Sunday, November 9, 2008

Derive derise nella TV italiana

Isola. Famosi o affamati di fama. Talpa. Cecità della ragione. Conduttori. Donne, ma sembrano uscite dal bar dello sport, dopo qualche pinta di troppo. Da quello stesso bar in cui ha vissuto un'altra Signora della Tv (peccato per lo stridore della voce). Ebbene, in prima serata, che una 'signora' possa riferirsi con 'non-chalance' alle gonadi maschili (ed un'altra ospite in studio bestemmiare), in un impeto, purtroppo non represso, di liberazione dai ruoli marginali, accantucciati, subliminali cui le donne di oggi, specie quelle rampanti, si sentono egocentricamente condannate da un maschilismo imperante (?; ormai solo virtuale, appartenente all'aneddotica 'd'antan'), per poi giustificare, se non legittimare, la rabbia e l'arroganza, la prepotenza con cui si affermano a diversi livelli nei diversi settori della società, rivendicando pari dignità, ed acquisendone, purtroppo, in certi casi, di maggiore, mi sembra il coronamento della lunga crociata per le pari opportunità, che, tradotto dal politichese nella pratica quotidiana, vuol dire consentire la conquista di spazi e tempi di intervento, addirittura percentualmente dosati, alle donne, in ragione della loro appartenenza ad un genere sessuale. Che, oltre a trasformarsi in una discriminazione al contrario, esalta l'essenza causale di un'assenza, costringendole all'occupazione, o almeno alla qualificata brama, di posti riservati in danno di altri, forse più adatti, se non più dotati, ma penalizzati dall'essere maschi.
Paradossi di una società anatomica più che ergonomica.
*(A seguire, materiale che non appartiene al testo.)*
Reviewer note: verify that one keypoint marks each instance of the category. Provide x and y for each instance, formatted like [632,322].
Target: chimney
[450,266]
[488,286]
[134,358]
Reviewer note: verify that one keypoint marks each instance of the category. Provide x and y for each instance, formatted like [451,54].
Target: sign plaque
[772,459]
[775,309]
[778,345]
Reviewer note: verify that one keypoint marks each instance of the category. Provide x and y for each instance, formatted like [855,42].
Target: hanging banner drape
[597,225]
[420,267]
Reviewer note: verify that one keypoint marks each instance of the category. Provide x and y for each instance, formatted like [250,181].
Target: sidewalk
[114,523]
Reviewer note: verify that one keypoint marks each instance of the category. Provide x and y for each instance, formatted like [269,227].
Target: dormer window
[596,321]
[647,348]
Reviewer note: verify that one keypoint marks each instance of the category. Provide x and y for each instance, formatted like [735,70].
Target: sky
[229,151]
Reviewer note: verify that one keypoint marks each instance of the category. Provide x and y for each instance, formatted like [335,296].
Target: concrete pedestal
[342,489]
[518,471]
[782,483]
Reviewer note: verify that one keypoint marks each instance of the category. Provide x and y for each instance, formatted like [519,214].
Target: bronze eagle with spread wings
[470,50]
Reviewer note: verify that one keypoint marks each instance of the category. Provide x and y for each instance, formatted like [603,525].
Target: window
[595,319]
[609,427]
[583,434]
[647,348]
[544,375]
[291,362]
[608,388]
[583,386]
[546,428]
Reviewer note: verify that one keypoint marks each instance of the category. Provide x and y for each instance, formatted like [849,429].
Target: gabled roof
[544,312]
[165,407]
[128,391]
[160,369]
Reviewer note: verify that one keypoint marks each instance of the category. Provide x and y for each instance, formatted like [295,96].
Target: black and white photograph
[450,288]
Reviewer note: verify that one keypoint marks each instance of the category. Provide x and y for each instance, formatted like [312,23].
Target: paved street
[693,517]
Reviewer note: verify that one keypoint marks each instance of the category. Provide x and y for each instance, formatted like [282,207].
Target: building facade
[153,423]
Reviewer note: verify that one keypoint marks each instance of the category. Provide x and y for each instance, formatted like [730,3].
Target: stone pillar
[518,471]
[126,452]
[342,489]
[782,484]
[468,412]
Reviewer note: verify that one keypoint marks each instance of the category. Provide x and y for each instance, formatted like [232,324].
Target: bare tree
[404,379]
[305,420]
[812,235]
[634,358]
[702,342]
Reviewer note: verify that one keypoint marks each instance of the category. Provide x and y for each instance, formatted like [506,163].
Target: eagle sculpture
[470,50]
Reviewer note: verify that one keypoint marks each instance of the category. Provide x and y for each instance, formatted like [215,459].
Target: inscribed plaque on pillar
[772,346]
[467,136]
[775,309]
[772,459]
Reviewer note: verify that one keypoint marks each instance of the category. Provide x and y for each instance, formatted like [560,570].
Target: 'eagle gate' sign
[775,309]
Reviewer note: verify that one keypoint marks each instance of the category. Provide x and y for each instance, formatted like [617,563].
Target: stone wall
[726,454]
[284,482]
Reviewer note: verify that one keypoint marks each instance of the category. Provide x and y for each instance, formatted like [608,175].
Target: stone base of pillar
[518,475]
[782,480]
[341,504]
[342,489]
Saturday, November 8, 2008

L'età delle certezze

All'età, specie avanzata, si perdona tutto: si diventa un pozzo di saggezza capace di verità forse al momento incomprensibili ma in seguito, col tempo, afferrabili, oppure i neuroni si ossidano e non riescono a comunicare bene tra loro. Umano, troppo umano, meno umano, non umano: le declinazioni dell'esistente pensante. Difficile distinguere, in questi tempi, tra battuta di spirito, boutade mal riuscita, gaffe ed aggressione verbale; non contribuiscono a semplificare l'operazione alcuni dei nostri giovani vecchi. Ma arrivare a definizioni spregiative, reputate tali persino dalle Vestali della sinistra politica, è forse eccessivo. Forse il nostro potrebbe leggere il libro che egli stesso ha scritto, ... almeno il titolo.